Practices which fared poorly in the DEPS lost patients whilst the highest scorers made gains in patient registrations. However, these results should be treated with some caution as the number of practices in each group was small and the minimum number of patient responses for inclusion of a practice in the study was 50. In addition, the 'gains' or 'losses' in patient registrations were modest: the practices with poor scores lost over 7% of their registrations whilst those with good scores remained virtually the same (The authors describe this as 'a very slight gain' – it is very, very slight!).

It is difficult to see from the data, a strong linkage between the scores from the patient questionnaires and practice registrations thus raising some question as to whether criterion validity was clearly demonstrated. However, the fundamental point must be that feedback from patients is essential and gives the opportunity for providers to make changes and developments as a response to structured information from their patients. The results from this study support the inference that this questionnaire helped to improve patient satisfaction as measured by the questions asked.

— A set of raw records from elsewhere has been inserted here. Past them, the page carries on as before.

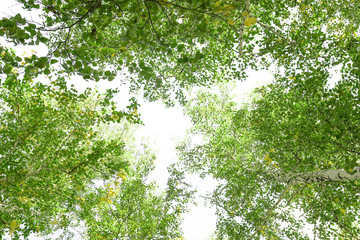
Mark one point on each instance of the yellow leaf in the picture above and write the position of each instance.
(249, 21)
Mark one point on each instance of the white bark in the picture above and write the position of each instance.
(330, 175)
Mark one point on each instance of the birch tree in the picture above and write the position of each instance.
(286, 161)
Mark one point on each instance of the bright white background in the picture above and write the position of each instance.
(164, 127)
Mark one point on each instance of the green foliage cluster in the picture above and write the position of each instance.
(291, 127)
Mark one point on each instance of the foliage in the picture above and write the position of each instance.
(298, 124)
(290, 127)
(170, 45)
(128, 206)
(50, 148)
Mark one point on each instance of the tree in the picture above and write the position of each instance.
(292, 151)
(50, 150)
(173, 45)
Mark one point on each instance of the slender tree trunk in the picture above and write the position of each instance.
(330, 175)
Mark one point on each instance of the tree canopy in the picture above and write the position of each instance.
(287, 161)
(294, 147)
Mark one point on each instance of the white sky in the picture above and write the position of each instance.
(164, 127)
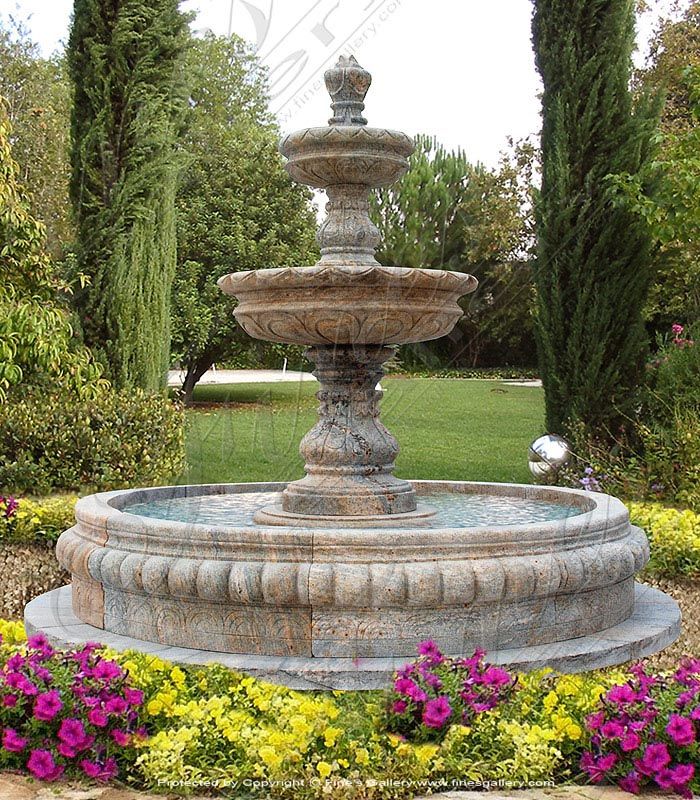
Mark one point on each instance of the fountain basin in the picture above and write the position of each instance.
(332, 305)
(357, 593)
(346, 154)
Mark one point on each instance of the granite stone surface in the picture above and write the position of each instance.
(654, 623)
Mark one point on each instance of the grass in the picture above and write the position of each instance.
(449, 429)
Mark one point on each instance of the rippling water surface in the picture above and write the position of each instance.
(453, 510)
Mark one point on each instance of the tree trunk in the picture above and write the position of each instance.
(192, 376)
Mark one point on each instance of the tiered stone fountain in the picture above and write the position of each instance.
(333, 579)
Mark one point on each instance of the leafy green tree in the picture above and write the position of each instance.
(446, 213)
(594, 257)
(126, 66)
(37, 345)
(237, 207)
(38, 104)
(674, 212)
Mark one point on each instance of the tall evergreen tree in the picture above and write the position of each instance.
(594, 256)
(126, 65)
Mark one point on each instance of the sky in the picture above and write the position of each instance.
(462, 70)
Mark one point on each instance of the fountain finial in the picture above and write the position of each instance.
(347, 83)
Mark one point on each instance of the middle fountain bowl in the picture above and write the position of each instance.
(350, 311)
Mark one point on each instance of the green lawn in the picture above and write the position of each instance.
(450, 429)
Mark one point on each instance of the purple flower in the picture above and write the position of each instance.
(495, 676)
(612, 729)
(681, 730)
(42, 765)
(116, 705)
(630, 783)
(621, 694)
(107, 670)
(15, 680)
(122, 738)
(676, 778)
(47, 705)
(655, 757)
(630, 741)
(436, 712)
(72, 732)
(411, 689)
(12, 741)
(97, 717)
(597, 768)
(134, 697)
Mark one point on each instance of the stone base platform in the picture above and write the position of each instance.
(654, 624)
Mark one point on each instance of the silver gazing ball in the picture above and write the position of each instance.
(547, 455)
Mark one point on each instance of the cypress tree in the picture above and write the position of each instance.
(594, 257)
(125, 62)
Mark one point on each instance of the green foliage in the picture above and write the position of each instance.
(674, 538)
(237, 207)
(672, 212)
(54, 442)
(42, 520)
(37, 346)
(126, 67)
(593, 257)
(446, 213)
(38, 104)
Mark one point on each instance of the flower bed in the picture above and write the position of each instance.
(100, 714)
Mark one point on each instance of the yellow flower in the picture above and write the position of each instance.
(270, 756)
(362, 756)
(177, 676)
(425, 752)
(550, 701)
(330, 736)
(154, 707)
(324, 769)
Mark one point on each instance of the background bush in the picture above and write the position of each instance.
(114, 440)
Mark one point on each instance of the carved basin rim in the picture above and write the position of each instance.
(352, 276)
(311, 138)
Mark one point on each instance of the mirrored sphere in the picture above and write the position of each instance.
(547, 454)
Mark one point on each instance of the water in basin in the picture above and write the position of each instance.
(454, 510)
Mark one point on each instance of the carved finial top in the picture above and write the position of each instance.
(347, 83)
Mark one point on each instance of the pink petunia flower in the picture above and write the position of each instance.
(97, 718)
(47, 705)
(630, 783)
(630, 741)
(122, 738)
(42, 765)
(612, 729)
(134, 697)
(12, 741)
(436, 712)
(655, 758)
(680, 730)
(72, 732)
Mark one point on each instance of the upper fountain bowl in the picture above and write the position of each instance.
(337, 305)
(346, 154)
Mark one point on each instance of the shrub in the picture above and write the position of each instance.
(42, 520)
(647, 732)
(113, 440)
(674, 538)
(67, 714)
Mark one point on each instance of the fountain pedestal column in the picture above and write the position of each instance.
(349, 455)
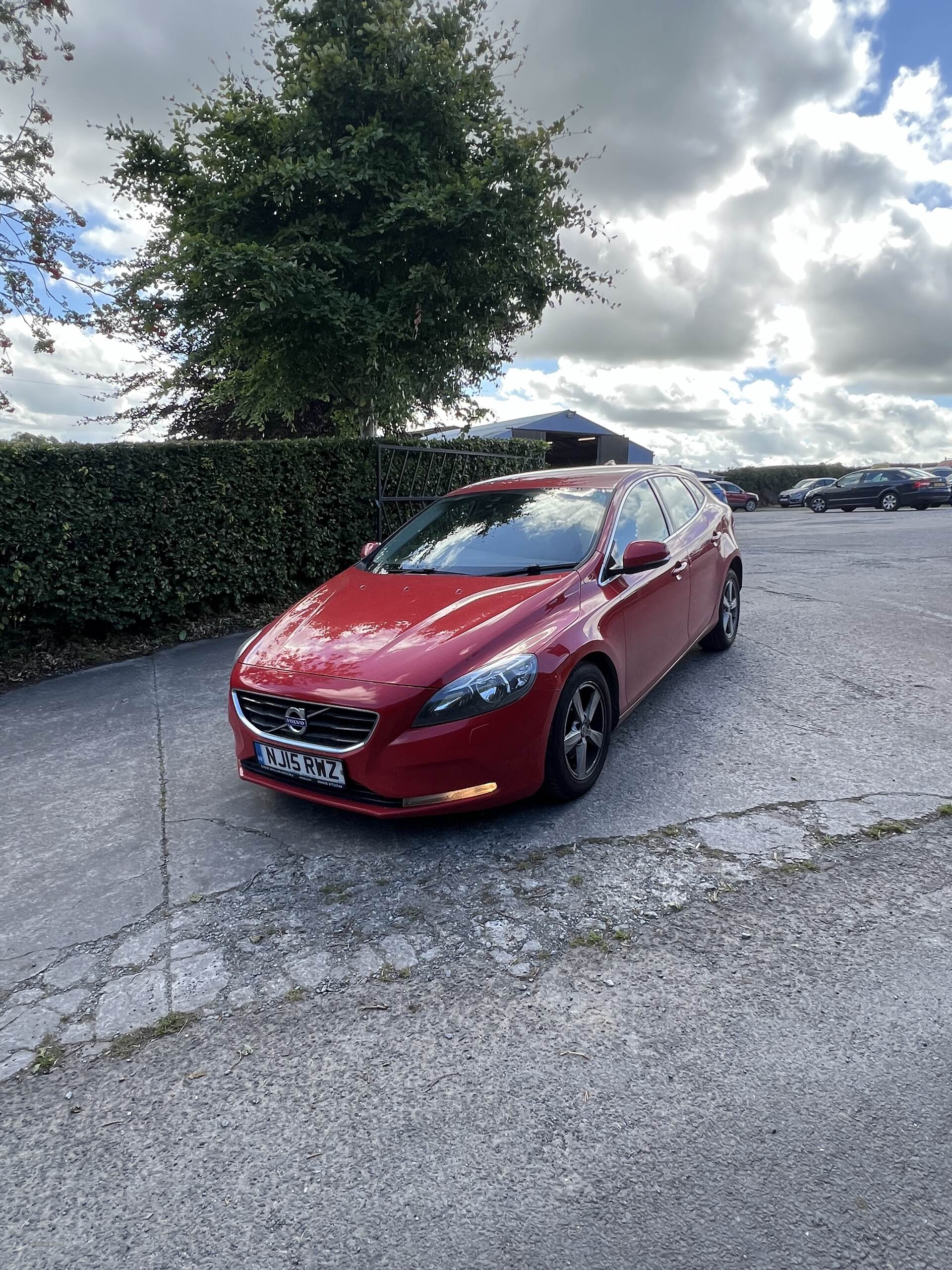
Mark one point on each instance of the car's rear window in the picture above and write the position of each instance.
(498, 532)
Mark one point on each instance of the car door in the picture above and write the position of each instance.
(655, 605)
(735, 495)
(873, 487)
(844, 492)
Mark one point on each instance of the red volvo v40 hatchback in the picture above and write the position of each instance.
(492, 645)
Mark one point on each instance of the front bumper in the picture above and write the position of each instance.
(504, 750)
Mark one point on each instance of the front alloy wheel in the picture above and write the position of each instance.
(581, 734)
(720, 638)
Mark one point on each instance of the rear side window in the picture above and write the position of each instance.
(642, 520)
(677, 500)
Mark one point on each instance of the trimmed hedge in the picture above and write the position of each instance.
(769, 482)
(114, 538)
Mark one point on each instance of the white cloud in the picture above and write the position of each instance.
(769, 230)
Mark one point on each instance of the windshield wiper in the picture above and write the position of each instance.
(532, 570)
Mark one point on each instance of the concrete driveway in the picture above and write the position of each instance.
(141, 878)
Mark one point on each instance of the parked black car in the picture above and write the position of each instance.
(796, 495)
(887, 488)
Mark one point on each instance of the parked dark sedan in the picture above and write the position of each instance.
(738, 497)
(796, 495)
(885, 488)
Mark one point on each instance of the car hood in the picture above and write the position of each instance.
(414, 631)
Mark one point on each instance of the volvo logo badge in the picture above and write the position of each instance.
(296, 720)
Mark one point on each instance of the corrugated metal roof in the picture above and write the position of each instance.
(555, 421)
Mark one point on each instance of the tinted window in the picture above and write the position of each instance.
(642, 520)
(497, 531)
(677, 500)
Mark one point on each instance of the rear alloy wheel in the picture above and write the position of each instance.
(720, 638)
(581, 734)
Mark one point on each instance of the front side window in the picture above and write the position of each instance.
(503, 531)
(678, 501)
(642, 520)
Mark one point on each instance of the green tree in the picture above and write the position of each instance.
(353, 244)
(37, 233)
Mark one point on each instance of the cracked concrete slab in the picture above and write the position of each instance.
(130, 1003)
(82, 827)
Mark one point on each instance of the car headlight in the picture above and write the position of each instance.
(246, 645)
(480, 691)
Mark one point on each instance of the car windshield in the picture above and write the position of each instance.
(500, 531)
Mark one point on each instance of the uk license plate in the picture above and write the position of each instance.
(307, 767)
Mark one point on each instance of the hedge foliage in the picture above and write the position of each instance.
(114, 538)
(769, 482)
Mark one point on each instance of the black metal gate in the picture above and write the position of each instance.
(412, 477)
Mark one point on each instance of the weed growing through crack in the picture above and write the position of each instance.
(799, 867)
(590, 940)
(337, 892)
(169, 1025)
(887, 828)
(48, 1057)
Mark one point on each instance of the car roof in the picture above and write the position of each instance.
(607, 477)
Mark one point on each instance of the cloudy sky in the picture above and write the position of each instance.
(778, 181)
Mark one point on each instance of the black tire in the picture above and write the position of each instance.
(722, 634)
(570, 771)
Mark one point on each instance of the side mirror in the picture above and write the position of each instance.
(640, 557)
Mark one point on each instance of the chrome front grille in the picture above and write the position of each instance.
(334, 729)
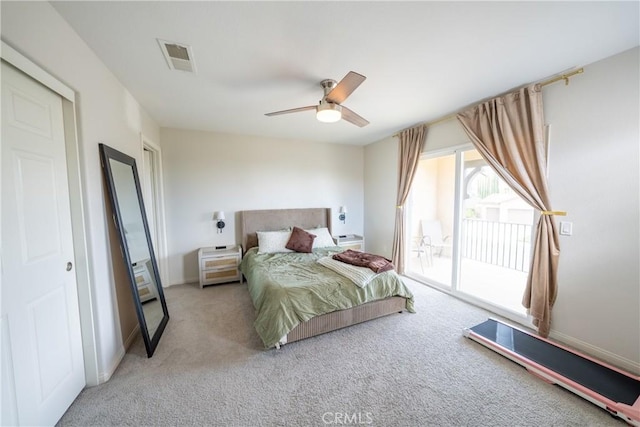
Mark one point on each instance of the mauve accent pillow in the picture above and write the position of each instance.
(300, 240)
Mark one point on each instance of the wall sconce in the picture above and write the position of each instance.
(218, 216)
(342, 217)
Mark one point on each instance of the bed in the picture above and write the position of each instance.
(296, 297)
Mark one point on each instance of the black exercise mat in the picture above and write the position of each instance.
(606, 382)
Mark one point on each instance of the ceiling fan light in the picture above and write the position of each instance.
(329, 112)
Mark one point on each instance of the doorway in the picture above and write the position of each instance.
(470, 234)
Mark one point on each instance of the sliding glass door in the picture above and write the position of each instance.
(469, 232)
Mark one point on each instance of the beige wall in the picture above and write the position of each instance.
(594, 176)
(207, 172)
(106, 113)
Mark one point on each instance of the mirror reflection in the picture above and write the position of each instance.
(124, 188)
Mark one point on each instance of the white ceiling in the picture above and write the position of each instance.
(422, 60)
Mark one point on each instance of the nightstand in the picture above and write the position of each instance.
(350, 241)
(219, 265)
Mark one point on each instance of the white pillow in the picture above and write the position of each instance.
(323, 237)
(273, 241)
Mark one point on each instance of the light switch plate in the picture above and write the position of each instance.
(566, 228)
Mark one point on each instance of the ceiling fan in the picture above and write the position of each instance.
(330, 108)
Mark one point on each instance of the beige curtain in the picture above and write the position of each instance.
(509, 133)
(409, 150)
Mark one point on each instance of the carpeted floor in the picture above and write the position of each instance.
(402, 370)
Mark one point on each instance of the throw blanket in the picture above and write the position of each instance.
(376, 263)
(361, 276)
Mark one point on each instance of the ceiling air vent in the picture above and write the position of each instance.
(178, 56)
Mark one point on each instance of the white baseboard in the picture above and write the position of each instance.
(597, 352)
(103, 377)
(132, 337)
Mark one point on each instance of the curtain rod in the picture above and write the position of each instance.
(451, 116)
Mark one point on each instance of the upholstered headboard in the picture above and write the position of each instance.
(278, 219)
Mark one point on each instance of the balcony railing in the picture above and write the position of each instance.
(499, 243)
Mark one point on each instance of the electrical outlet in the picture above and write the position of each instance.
(566, 228)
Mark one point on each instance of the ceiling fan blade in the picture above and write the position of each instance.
(347, 85)
(293, 110)
(354, 118)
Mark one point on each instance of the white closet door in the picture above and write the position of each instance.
(41, 342)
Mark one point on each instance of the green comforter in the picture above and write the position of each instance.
(290, 288)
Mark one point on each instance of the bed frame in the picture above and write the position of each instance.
(278, 219)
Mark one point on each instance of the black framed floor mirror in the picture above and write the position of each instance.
(123, 185)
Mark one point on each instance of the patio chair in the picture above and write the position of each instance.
(432, 239)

The outcomes for all 23 practices improved over the 2-3 year interval between analyses whilst it was noted that the lowest scoring practices improved more.

Professor Richard Ibbetson Director of Dentistry University of Aberdeen

Author questions and answers

1. Why did you undertake this research?

The importance of patient survey instruments as a metric for patient-perceived quality is increasing. The NHS and our regulators are insisting on their use. We believe that the greatest strength of patient survey instruments is to inform dental teams of development needs so that they can continue their success. Practices need to have confidence that the feedback they are receiving is accurate. Therefore, we considered it timely that we used these data we have accumulated over the last four years to test the validity and reliability of DEPS..

2. What would you like to do next in this area to follow on from this work?

We would like to investigate further which particular aspect of patient perceived quality is most important to continued practice success. We would also like to investigate further the extent to which a below average result in this survey motivates practice teams to develop.